В раннем отрочестве я читал книги Стивенсона, Хаггарда, «Тиля Уленшпигеля» Шарля де Костера, а чуть постарше — Бальзака, Толстого, Достоевского, Тургенева. В целом это довольно типичное чтение для ребенка из гуманитарной петербургской семьи. Мои сверстники, чьи родители принадлежали к технической интеллигенции, больше увлекались научной фантастикой — Брэдбери, Шекли, Азимов, братья Стругацкие, — а я тогда ничего этого не читал и даже в зрелом возрасте так и не приобрел к этому никакого вкуса. К элементам научной фантастики у некоторых авторов, например у Курта Воннегута, я отношусь с некоторой симпатией, но в целом фантастика меня по-прежнему особо не занимает. Видимо, сказалось слишком гуманитарное, классическое воспитание.

РЕКЛАМА – ПРОДОЛЖЕНИЕ НИЖЕ

Об эротической классике

Некоторые книги из тех, которые в советских учебниках литературы именовались «озорными», мне читать не разрешали. Как-то я заметил на полке книгу «Война богов» Эвариста Парни — название мне показалось интересным: ну как же, боги воюют, хотя имя писателя мне ни о чем не говорило. Спросил у родителей, про что книжка. Думал, что они как-то похвалят мой интерес, но мама с папой сразу как-то напряглись, забеспокоились. Помню, книга тут же исчезла с полки — мама куда-то ее переставила с глаз долой. Но я очень скоро ее нашел, принялся читать и был, как вы понимаете, в полном счастье и восторге. В тот самый раз, когда я спрашивал про «Войну богов», родители уединились на кухне, но я слышал сквозь приоткрытую дверь, как мама полушепотом сказала отцу: «Давай-ка еще "Золотого осла" от него на всякий случай спрячем». Естественно, найдя и прочитав «Войну богов», я тут же нашел «Золотого осла» и его прочитал. Где-то к 15 годам шедевры «озорной» классики, включая «Орлеанскую девственницу» Вольтера и «Декамерона» Боккаччо, были мной внимательно прочитаны и перечитаны. Чуть более занудливыми мне показались «Блеск и нищета куртизанок», озорные рассказы Бальзака и «Милый друг» Мопассана.

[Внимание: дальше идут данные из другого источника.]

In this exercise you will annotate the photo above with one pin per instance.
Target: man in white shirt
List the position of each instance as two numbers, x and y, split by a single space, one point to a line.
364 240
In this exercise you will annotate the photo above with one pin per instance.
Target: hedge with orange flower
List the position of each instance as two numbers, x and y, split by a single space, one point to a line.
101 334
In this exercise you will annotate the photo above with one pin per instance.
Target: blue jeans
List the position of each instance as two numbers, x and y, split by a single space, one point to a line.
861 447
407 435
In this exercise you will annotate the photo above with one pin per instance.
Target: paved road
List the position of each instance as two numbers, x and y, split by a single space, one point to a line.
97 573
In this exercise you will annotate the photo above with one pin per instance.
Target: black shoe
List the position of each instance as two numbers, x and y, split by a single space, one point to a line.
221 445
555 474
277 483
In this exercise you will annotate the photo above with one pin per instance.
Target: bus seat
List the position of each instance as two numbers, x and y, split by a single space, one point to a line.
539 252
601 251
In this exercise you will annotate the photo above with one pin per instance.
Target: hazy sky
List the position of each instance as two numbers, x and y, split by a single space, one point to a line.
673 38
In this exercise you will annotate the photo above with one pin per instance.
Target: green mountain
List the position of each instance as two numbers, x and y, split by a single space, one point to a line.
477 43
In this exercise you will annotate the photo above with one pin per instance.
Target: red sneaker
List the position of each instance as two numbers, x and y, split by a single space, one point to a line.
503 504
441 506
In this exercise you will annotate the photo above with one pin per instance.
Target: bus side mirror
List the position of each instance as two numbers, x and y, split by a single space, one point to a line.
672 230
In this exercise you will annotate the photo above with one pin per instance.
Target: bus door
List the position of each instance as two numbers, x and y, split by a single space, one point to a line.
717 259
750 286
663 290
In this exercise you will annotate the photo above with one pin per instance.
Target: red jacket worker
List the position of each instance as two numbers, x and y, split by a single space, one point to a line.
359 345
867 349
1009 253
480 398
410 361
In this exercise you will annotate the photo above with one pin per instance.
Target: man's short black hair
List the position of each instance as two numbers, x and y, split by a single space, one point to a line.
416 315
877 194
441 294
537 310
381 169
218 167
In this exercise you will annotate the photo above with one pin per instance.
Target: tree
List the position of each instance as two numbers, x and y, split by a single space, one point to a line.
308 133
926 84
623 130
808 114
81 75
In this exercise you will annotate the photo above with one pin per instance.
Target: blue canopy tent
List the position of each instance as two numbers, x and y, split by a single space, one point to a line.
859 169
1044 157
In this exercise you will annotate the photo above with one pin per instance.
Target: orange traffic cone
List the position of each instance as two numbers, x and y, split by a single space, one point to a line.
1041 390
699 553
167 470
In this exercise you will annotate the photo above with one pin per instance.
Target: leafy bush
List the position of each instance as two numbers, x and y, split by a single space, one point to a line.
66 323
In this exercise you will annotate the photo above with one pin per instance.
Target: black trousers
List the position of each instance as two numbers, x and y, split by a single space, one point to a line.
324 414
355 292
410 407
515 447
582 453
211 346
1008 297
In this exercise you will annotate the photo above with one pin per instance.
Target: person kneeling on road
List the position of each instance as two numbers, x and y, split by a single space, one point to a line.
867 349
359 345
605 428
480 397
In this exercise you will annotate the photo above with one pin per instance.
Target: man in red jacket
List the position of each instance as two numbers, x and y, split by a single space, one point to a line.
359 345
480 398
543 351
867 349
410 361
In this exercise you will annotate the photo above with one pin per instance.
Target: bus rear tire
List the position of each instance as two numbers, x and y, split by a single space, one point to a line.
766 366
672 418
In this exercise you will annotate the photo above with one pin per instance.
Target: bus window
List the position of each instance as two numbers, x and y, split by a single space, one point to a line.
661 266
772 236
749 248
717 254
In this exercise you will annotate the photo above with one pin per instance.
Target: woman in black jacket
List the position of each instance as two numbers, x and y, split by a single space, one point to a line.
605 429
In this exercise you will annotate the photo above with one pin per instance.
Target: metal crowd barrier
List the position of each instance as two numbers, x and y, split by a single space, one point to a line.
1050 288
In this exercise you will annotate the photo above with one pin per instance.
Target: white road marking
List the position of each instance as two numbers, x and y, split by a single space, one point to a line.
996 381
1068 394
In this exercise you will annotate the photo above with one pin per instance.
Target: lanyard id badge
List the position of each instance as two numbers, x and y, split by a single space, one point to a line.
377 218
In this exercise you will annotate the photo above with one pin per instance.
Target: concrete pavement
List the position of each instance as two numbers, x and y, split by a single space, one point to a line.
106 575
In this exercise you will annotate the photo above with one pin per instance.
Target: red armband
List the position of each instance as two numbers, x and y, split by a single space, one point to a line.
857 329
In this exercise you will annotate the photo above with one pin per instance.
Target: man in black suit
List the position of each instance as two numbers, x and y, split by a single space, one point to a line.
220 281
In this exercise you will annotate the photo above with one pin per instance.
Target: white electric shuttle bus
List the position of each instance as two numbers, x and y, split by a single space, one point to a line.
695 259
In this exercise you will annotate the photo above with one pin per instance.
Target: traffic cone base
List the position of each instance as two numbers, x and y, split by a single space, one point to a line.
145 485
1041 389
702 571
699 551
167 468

РЕКЛАМА – ПРОДОЛЖЕНИЕ НИЖЕ

Американская литература как подростковый бунт

В молодости все бунтуют, и я не стал исключением: дружил не с теми, встречался с девушками, которых родители решительно не одобряли, слушал рок-музыку, от которой они приходили в ужас. Но был и некий интеллектуальный протест: я увлекся литературой США, которую родители не любили и не понимали. Мама занималась русской классикой, писала диссертацию о Толстом, а отец исследовал немецких романтиков — Шиллера, Гете, увлекался Томасом Манном. Американских авторов, за исключением Фолкнера, родители не считали серьезными и глубокими. А я их обожал. А я читал Сэлинджера, Воннегута, Харпер Ли, Бел Кауфман. Интересно, что отец, уже много позднее, открыл для себя и Апдайка, и Сэлинджера, прочитал их по-настоящему и оценил. Отчасти это произошло благодаря мне.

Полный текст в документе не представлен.